From: hampday@earthlink.net
Date: Fri Sep 23 2005 - 01:38:15 BST
Hi David (Rebecca mentioned) --
Okay, I think I understand one of the problems we're having in trying to
understand each other. It's that word "patterns" again, and the confusing
web it weaves. I warned Rebecca that I would refuse to talk in pattern
language, and I guess I should have issued the same caveat to you.
Frankly, I don't know what a pattern is supposed to mean in the context of
experience, so I don't use it. A "thing" is a particular identified object
experienced, no matter how it is formed or structured by the intellect. An
object can be a ball, a stove, a molecule, a tree, a body, a star. An
object may form patterns of movement with other objects in time, in which
case we experience an "event". Things and events have no awareness
themselves; they constitute the objective experience of proprietary
(subjective) awareness.
> absence is well the capacity for patterns to absent themselves
> from our individual experience. We use our analytical cutting
> powers to discern these patterns. Is nothingness lurking in this
> cutting -- perhaps. Or even absence. We isolate a pattern
> like 'the sun' by isolating it in the pattern called sky, so you
> sort of absent the sun from the sky to differentiate the sun.
Let me attempt to translate that concept in plain English.
Objects sometimes disappear from our experience, but our intellect tells us
that they still exist (though they may be temporarily absent from our view).
We identify the sun as an object in the sky. To form a mental picture of
the sun, we intellectually isolate it from the sky in which it appears.

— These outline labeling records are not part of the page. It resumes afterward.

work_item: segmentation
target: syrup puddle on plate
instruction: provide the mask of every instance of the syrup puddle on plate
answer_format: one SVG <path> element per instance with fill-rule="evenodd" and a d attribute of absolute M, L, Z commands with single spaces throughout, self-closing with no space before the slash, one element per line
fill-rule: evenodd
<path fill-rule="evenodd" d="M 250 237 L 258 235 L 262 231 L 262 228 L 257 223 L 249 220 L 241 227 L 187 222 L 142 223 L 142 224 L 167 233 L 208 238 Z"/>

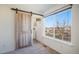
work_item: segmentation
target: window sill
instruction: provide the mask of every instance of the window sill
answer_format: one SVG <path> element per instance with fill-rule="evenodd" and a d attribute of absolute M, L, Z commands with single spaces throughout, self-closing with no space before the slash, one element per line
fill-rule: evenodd
<path fill-rule="evenodd" d="M 71 42 L 66 42 L 66 41 L 63 41 L 63 40 L 60 40 L 60 39 L 57 39 L 57 38 L 52 38 L 52 37 L 49 37 L 49 36 L 44 36 L 44 37 L 47 38 L 47 39 L 52 39 L 52 40 L 55 40 L 57 42 L 66 44 L 68 46 L 73 46 L 73 44 Z"/>

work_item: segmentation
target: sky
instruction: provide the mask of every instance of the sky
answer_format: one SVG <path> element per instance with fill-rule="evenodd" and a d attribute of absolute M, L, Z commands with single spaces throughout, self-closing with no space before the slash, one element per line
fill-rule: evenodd
<path fill-rule="evenodd" d="M 59 26 L 62 26 L 62 24 L 65 21 L 66 24 L 70 26 L 72 20 L 71 16 L 72 16 L 71 9 L 68 9 L 44 18 L 43 24 L 45 27 L 56 27 L 57 21 L 59 22 Z"/>

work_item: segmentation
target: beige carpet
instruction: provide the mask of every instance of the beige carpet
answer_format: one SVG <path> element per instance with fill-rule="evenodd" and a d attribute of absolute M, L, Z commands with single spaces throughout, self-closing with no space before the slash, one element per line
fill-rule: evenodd
<path fill-rule="evenodd" d="M 58 52 L 43 46 L 37 41 L 34 41 L 32 46 L 16 49 L 15 51 L 11 51 L 6 54 L 58 54 Z"/>

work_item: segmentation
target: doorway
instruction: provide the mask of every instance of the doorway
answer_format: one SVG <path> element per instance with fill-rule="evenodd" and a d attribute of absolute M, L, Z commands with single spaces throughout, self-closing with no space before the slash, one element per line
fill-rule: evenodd
<path fill-rule="evenodd" d="M 18 11 L 15 24 L 16 48 L 23 48 L 32 44 L 31 13 Z"/>

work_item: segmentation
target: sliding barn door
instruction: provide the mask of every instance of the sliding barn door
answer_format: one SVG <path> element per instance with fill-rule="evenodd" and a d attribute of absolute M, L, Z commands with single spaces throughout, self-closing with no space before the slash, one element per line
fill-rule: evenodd
<path fill-rule="evenodd" d="M 16 13 L 16 48 L 31 45 L 31 13 Z"/>

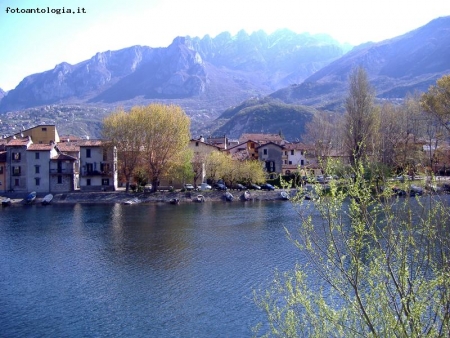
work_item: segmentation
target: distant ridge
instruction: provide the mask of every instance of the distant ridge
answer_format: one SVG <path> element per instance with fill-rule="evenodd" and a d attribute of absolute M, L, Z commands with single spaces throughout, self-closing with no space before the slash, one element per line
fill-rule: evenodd
<path fill-rule="evenodd" d="M 365 68 L 379 98 L 401 99 L 407 93 L 426 91 L 450 73 L 450 16 L 404 35 L 354 48 L 303 83 L 270 96 L 285 103 L 336 109 L 347 91 L 348 75 L 357 66 Z"/>
<path fill-rule="evenodd" d="M 123 105 L 189 100 L 219 111 L 266 95 L 341 57 L 347 48 L 329 36 L 279 30 L 215 38 L 177 37 L 167 48 L 132 46 L 97 53 L 75 65 L 24 78 L 0 102 L 0 112 L 48 104 Z M 198 104 L 197 104 L 198 105 Z"/>

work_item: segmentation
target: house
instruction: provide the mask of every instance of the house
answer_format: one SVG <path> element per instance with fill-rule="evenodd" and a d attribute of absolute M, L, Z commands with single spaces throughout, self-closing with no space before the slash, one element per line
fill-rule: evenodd
<path fill-rule="evenodd" d="M 0 150 L 0 192 L 6 192 L 6 151 Z"/>
<path fill-rule="evenodd" d="M 27 188 L 29 191 L 49 192 L 50 187 L 50 159 L 57 155 L 53 142 L 49 144 L 32 143 L 26 151 L 27 156 Z"/>
<path fill-rule="evenodd" d="M 11 138 L 6 144 L 6 191 L 31 191 L 27 182 L 27 149 L 31 137 Z"/>
<path fill-rule="evenodd" d="M 279 145 L 283 145 L 285 143 L 283 138 L 278 134 L 242 134 L 241 137 L 239 137 L 239 143 L 244 143 L 249 140 L 252 140 L 258 145 L 263 145 L 269 142 Z"/>
<path fill-rule="evenodd" d="M 50 144 L 58 143 L 60 141 L 56 126 L 54 124 L 39 125 L 30 129 L 22 130 L 12 136 L 7 137 L 8 141 L 13 138 L 26 138 L 29 137 L 33 140 L 33 143 Z"/>
<path fill-rule="evenodd" d="M 83 140 L 80 146 L 80 190 L 117 189 L 117 149 L 101 140 Z"/>
<path fill-rule="evenodd" d="M 78 157 L 58 153 L 50 159 L 51 192 L 69 192 L 79 188 Z"/>
<path fill-rule="evenodd" d="M 220 151 L 219 146 L 211 145 L 204 142 L 204 139 L 200 137 L 199 139 L 191 139 L 189 141 L 189 149 L 193 152 L 192 158 L 192 168 L 194 170 L 194 186 L 197 182 L 202 183 L 205 181 L 206 177 L 206 167 L 205 162 L 209 154 L 214 151 Z"/>
<path fill-rule="evenodd" d="M 218 136 L 218 137 L 209 136 L 206 138 L 206 141 L 203 139 L 203 136 L 200 136 L 200 139 L 203 142 L 208 143 L 213 146 L 216 146 L 220 149 L 227 149 L 229 147 L 229 141 L 225 135 Z"/>
<path fill-rule="evenodd" d="M 248 140 L 244 143 L 236 144 L 226 151 L 231 155 L 233 159 L 236 160 L 257 160 L 258 159 L 258 151 L 256 148 L 258 144 L 254 141 Z"/>
<path fill-rule="evenodd" d="M 258 159 L 264 163 L 264 169 L 268 173 L 281 173 L 283 164 L 283 146 L 274 142 L 268 142 L 259 146 Z"/>

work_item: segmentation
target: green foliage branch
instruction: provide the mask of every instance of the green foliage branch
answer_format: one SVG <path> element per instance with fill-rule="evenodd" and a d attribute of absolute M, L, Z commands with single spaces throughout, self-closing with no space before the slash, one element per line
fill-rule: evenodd
<path fill-rule="evenodd" d="M 358 162 L 347 179 L 291 200 L 301 221 L 288 238 L 307 259 L 277 273 L 255 301 L 265 337 L 447 337 L 449 209 L 437 195 L 373 193 Z M 369 176 L 370 177 L 370 176 Z"/>

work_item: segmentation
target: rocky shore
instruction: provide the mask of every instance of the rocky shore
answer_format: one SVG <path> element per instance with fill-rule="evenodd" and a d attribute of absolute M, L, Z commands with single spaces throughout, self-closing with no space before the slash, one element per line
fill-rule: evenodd
<path fill-rule="evenodd" d="M 234 196 L 235 201 L 242 199 L 243 191 L 230 191 Z M 281 190 L 275 191 L 250 191 L 250 200 L 253 201 L 276 201 L 282 200 L 280 196 Z M 197 195 L 203 195 L 205 202 L 219 202 L 225 201 L 225 194 L 223 191 L 192 191 L 192 192 L 156 192 L 156 193 L 133 193 L 125 192 L 125 190 L 118 190 L 114 192 L 82 192 L 74 191 L 70 193 L 55 193 L 52 204 L 76 204 L 76 203 L 90 203 L 90 204 L 115 204 L 126 203 L 130 200 L 137 200 L 138 203 L 169 203 L 172 199 L 178 199 L 180 203 L 192 203 L 196 201 Z M 11 198 L 11 205 L 24 204 L 26 193 L 3 193 L 0 200 L 5 197 Z M 38 194 L 34 203 L 40 204 L 45 194 Z"/>

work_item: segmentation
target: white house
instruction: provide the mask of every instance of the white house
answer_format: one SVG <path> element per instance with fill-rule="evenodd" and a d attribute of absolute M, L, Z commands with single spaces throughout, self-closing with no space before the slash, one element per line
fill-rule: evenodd
<path fill-rule="evenodd" d="M 84 140 L 80 146 L 80 190 L 117 189 L 117 150 L 101 140 Z"/>
<path fill-rule="evenodd" d="M 28 190 L 36 191 L 37 193 L 51 191 L 50 159 L 57 155 L 55 144 L 30 144 L 26 155 Z"/>

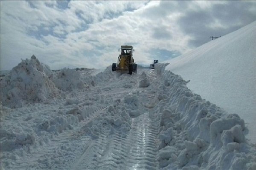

How does my "de-patternized" translation differ from your original
statements? What do the patterns add to the meaning?
> Yes it is possible to postulate a One prior to the many.
> And glad to see you improving your valuation of experience.[?]
I'll check out your archived reference to "realms" and get back to you
later. First, I'd like to comment on the two "DM" paragraphs of your last
note.
> Here's the thing, I think our embodied-ness does not
> reside in organs that interpret data, rather we are embodied
> and we are impacted causally by all the other patterns/things
> in the world, and when we are impacted it is either good or
> bad (valued), do we need anyone to tell us whether our
> 'experiences' are good or bad? Our attempts to understand
> this experience is where we get consciousness developing
> into what we are today.
When you say "we are embodied", I take it to mean that our self-awareness is
embodied; that is to say, subjective awareness always identifies with a
specific body or biological organism. I don't know what "impacted causally"
means. Any happening has a cause. If you are implying that things and
events in an "outside world" impact on us, I disagree. We are "impacted"
(stimulated) incrementally by the primary source (Essence), and convert this
sensory data into particular things, as described above. (Incidentally,
values can be "good" or "bad", depending on our sensibility and conditional
perspective.)
Do you see this explanation as contradictory to Pirsig's E=R principle?
> No Pirsig is happy to talk about the world and evolution
> prior to man or even life so he does not imply this.
He's implied it to me, David. If experience creates the universe, it can
not exist prior to our experiencing it. That's how I have interpreted the
MoQ ontology. Or are you going to tell me that the universe experiences
itself and appears as *causa sui*?
You still have not outlined how you would change the MoQ to your liking,
except to say:
> that there is a need to understand transcendence in the MOQ
Personally, I don't believe MoQ's author believes in transcendence, or if he
did, would not want to run the risk of his philosophy being regarded as
theological. However, I would very much like to see how you explain
transcendence, particularly as applied to a primary source.
Interesting posts. Let's see what Rebecca has to say.